I source from all over the place, but I always start with online shopping (except for art, which I prefer to buy local). If I can't find what I want there, I move on to stores like Home Goods and Ross. I'll provide a more complete list of my favorite go-to stores for sourcing, but for now, let's talk about Wayfair and Target because these are my two favorites.
Pick a site. Go there. Search "pink art". See what happens. Wow. Wayfair has over 43 thousand results. Sort through that. Ha! So this is where I have to kind of throw in a pitch for working with a professional. If you aren't accustomed to the stocked merchandise at most suppliers, you're probably going to have some challenges. But it's not impossible to source art (or anything!) for yourself. If time is a concern, you'll just have to apply filters to be very, very specific about what you need. Also, don't forget to sort by lowest to highest price. Once you're out of the $60 range, you can stop looking because anything more than that and you've BLOWN OUR BUDGET ALREADY.
Now, because I'm special and I know a lot about design, (i.e; have a lot of time on my hands to browse stores, catalogs, and blogs... hahahahahahahahahahahahahahaha), I knew immediately upon seeing that dusty pink/coral on the color wheel which art I'd be purchasing. Thank you to my favorite DIY bloggers, Young House Love, I already knew about a piece at Target that I've been obsessed with from their beach house renovation which would be perfect in this space. Art? Check.
And since I'm already placing a Target order, I figure I should go ahead and search for the other items I need. I score a soap dispenser in a very pale pink that I love. And for shits and giggles, I also buy the matching vanity cup. Do we need a cup in a powder room? Naw. But I thought it might make a great bud vase in which to store my natural element (see? thinking ahead!). Two and a half items down! Woot woot.
Next, natural element / furniture - and I luck out at Wayfair ALWAYS. While I didn't find a stool that was made of wood within the budget (to satisfy the natural element detail), I did find a gorgeous ceramic stool (I scored it for $62, but it's now $88 on Wayfair). Then I remembered I had a lovely orchid I could repurpose in this room. Orchids, guys. I love them. You can buy them at grocery stores and they're so elegant. And I murder them immediately. And murder is wrong. So I opt for lifelike faux versions (here's a good one).

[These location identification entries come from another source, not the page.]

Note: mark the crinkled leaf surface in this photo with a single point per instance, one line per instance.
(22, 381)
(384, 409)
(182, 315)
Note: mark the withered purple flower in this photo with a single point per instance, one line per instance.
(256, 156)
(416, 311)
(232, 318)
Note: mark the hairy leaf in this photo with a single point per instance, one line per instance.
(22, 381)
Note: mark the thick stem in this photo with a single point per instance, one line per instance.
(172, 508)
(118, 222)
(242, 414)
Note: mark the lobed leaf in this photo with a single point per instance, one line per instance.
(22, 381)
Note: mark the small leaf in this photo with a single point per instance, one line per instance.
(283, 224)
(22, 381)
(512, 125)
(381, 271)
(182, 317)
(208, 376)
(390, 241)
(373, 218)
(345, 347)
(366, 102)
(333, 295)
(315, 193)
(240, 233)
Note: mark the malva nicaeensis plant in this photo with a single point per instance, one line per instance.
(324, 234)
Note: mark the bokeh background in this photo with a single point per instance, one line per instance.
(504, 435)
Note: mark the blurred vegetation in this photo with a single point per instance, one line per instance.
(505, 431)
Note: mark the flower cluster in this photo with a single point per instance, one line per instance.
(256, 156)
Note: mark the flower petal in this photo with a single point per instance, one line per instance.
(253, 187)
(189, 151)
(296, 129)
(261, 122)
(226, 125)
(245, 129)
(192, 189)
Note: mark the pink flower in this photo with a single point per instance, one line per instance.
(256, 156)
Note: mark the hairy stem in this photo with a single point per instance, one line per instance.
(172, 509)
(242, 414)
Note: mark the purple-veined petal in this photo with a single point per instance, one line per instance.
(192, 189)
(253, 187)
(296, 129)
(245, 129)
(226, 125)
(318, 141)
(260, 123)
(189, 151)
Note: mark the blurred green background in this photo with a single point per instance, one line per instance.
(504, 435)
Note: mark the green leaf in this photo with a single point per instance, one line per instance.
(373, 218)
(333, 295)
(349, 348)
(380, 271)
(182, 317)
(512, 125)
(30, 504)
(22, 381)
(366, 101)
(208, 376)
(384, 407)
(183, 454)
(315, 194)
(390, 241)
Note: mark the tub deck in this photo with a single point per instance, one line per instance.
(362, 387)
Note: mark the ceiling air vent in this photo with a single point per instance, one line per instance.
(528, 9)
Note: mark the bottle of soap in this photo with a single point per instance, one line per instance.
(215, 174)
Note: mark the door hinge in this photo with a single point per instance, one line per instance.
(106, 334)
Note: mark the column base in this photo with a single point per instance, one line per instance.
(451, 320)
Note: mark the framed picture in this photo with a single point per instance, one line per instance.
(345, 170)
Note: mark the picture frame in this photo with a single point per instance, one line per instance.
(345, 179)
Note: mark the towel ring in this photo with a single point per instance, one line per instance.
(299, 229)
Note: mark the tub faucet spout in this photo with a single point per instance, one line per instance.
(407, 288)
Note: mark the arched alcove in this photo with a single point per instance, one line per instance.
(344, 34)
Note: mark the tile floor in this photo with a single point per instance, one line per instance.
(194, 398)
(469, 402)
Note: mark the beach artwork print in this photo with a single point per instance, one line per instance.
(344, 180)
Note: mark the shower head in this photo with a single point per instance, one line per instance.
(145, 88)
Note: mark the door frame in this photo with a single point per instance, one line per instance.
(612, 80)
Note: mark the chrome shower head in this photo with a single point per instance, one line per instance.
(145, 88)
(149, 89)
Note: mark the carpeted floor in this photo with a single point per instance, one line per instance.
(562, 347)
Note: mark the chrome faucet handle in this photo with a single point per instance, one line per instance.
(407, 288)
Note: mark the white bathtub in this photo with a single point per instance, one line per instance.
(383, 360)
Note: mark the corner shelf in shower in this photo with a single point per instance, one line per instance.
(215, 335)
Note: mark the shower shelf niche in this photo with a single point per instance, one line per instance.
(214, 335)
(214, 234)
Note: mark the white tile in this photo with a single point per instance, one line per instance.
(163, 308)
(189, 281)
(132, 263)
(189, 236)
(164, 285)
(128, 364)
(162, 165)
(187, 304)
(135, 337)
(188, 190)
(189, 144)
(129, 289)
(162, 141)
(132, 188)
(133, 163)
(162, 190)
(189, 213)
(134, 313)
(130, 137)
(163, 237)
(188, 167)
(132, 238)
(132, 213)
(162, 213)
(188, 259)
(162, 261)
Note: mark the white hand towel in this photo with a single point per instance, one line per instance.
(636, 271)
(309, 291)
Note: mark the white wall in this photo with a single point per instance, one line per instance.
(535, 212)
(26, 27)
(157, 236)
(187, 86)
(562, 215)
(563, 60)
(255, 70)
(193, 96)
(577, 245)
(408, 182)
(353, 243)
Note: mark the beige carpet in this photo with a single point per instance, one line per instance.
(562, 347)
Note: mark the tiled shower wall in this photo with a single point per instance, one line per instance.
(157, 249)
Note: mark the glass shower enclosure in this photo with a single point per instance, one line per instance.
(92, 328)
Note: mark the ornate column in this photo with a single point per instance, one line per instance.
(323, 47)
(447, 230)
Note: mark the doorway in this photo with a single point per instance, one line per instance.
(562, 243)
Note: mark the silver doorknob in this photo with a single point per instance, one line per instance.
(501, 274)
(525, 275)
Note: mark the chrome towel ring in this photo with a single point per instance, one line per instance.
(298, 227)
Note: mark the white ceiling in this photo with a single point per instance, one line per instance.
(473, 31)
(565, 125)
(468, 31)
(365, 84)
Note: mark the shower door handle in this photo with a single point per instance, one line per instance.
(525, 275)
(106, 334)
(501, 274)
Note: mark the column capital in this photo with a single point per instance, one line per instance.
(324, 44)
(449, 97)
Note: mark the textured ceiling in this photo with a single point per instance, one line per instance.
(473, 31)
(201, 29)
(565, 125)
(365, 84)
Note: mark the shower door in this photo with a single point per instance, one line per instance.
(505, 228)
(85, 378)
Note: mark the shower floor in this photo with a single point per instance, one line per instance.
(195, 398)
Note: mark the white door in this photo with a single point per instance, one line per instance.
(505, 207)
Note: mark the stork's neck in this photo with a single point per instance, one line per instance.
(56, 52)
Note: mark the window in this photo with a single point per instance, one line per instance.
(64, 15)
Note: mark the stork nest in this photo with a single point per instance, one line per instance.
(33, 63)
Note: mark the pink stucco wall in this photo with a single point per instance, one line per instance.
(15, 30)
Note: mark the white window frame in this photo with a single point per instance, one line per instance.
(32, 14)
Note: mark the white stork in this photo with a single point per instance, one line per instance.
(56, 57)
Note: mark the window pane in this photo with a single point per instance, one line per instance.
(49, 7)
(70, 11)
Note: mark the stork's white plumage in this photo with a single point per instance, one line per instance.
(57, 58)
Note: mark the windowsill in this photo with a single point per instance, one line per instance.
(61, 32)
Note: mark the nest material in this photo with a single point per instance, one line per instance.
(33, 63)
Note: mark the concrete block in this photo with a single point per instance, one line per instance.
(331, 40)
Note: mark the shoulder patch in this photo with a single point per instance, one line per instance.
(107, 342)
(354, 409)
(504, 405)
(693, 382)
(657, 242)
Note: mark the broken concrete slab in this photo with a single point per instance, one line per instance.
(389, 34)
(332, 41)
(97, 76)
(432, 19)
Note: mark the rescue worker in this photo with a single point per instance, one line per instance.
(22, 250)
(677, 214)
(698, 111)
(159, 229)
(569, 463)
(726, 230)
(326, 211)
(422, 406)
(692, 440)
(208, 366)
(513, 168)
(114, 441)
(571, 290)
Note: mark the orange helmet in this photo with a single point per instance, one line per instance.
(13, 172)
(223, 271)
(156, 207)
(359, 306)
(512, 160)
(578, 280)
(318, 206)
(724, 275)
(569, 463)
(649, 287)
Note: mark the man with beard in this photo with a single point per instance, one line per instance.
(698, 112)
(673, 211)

As a last-minute decision, I opted to nix the gold. Here's the thing about gold: It's seriously trending for designers and stylists, but I've found that lots of actual homeowners are still afraid to go gold. And I get that. If you grew up in a house with duck wallpaper borders and brass fixtures, gold can still feel like a very dated finish. And if you don't buy the exact. right. finish. of gold, it can still be dated. So, this is an instance in which I advise people not to follow trends for staging (but if you love it, do it in your long-term home!). A quick 45 minute spray paint job (on a sunny day) brought this mirror back to black. I also moved the hand towel ring to the wall above the sink. This serves two purposes: displaying a cute, new towel, and it allows the sight line to flow properly. The previous placement allowed for the towel to jut out, obstructing the mirror a little. Since this room is small, it's best to keep as much action as possible on one wall to insure sight lines are clear and keep the room feeling bigger.